Why yes: That is a monument in my pocket, and I am happy to see you.
My Fabulous Sex Life
The Shop at Fort Fringe
Remaining Performances:
Sunday, July 12 at 8:00 p.m.
Thursday, July 16 at 5:15 p.m.
Sunday, July 19 at 9:30 p.m.
Thursday, July 23 at 7:45 p.m.
They say: “Funny. Obscene. Dangerous. Welcome to My Fabulous Sex Life, the story of one gay man’s sexual adventures in DC. Think you know how far you’d go? Think again.”
Trey’s take: “This,” drawls Brent Stansell midway through his jaw-droppingly frank bedroom confessional, “isn’t the first time I’ve tried to get attention.” And you think: Well, duh. (The man’s an actor, after all, and if there’s a closer synonym for “exhibitionist,” I’ve yet to encounter it.)
Like many solo shows, this one’s a a coming-of-age story, and despite its saucy title and its explicit language — no, really, it’s explicit, so don’t say you weren’t warned — it’s also the story of a boy looking for love. That he’s looking for it in what some would call the wrong places (bedrooms, bathrooms, hotel rooms, balconies, the grounds of the Washington Monument) only adds to the tang of an evening that rings truest when it’s most blunt: After a mildly stunned recap of one especially outré encounter, Stansell cops to the shame and the self-loathing that can accompany the memory of such moments, even for a man who’s since come to terms with an exuberant sense of his sexuality. Then he takes his tales one level deeper, daring the audience to measure its own memories and mores against his own — and that’s when what might have been a naughty bit of fluff becomes something more serious, and rather brave.

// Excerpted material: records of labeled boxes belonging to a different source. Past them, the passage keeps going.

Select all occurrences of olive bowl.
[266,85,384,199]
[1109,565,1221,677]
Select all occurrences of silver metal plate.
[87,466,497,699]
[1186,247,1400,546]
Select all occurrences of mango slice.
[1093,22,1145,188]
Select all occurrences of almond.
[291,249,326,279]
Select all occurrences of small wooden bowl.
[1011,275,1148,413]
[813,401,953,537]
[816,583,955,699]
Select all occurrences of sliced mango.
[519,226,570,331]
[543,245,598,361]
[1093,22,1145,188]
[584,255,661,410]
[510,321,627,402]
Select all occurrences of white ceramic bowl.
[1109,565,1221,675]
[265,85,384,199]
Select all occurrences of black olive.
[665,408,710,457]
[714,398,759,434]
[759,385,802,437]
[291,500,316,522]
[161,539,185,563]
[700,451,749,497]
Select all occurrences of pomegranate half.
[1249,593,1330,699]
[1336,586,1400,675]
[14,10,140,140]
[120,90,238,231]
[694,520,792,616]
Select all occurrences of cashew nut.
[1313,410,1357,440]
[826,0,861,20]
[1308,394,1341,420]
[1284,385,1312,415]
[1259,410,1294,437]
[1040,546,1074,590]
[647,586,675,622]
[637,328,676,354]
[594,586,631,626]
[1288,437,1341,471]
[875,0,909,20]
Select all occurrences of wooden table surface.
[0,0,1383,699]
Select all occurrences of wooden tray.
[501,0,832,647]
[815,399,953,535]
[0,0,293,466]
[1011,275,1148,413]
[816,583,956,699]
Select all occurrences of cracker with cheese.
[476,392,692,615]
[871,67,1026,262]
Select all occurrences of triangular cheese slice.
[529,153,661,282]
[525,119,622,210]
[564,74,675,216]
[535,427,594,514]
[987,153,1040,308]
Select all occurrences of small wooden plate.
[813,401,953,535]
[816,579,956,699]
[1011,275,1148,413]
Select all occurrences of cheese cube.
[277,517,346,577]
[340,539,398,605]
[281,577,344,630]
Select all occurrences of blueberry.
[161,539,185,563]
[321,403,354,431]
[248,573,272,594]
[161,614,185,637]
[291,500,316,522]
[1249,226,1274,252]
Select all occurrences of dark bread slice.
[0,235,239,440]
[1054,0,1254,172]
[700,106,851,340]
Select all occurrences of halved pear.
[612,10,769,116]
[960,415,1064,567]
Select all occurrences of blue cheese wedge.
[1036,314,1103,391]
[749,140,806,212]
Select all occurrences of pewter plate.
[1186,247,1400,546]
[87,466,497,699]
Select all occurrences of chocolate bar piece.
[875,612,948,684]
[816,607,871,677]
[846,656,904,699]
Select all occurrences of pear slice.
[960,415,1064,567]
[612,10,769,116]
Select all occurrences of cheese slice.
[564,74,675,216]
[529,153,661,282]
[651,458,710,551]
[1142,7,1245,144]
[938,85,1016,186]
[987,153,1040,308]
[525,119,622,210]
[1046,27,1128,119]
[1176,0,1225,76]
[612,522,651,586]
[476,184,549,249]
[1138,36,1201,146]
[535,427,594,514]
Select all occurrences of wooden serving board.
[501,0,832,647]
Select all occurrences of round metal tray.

A secret-ballot sex quiz, a draw-from-a-hat glossary of singularly, ahem, intimate behaviors, and a 12-part, audience-performed version of our hero’s coming-out story are clever touches that add a lighthearted sort of interactivity to a show with more than one seriously sober moment. And if the script could use a structural tweak or two — Stansell’s tale peaks early, which leaves his New York adventures (eye-opening though they are) feeling a touch anticlimactic — maybe that just means it’s a proper first-day Fringe property.
See it if: You’ve ever been driven slightly mad by your hormones, or your insecurities, or any human impulse at all.
Skip it if: The idea of confessing the oddest place you’ve had sex — even anonymously, in writing — just made your shoulders inch toward your ears.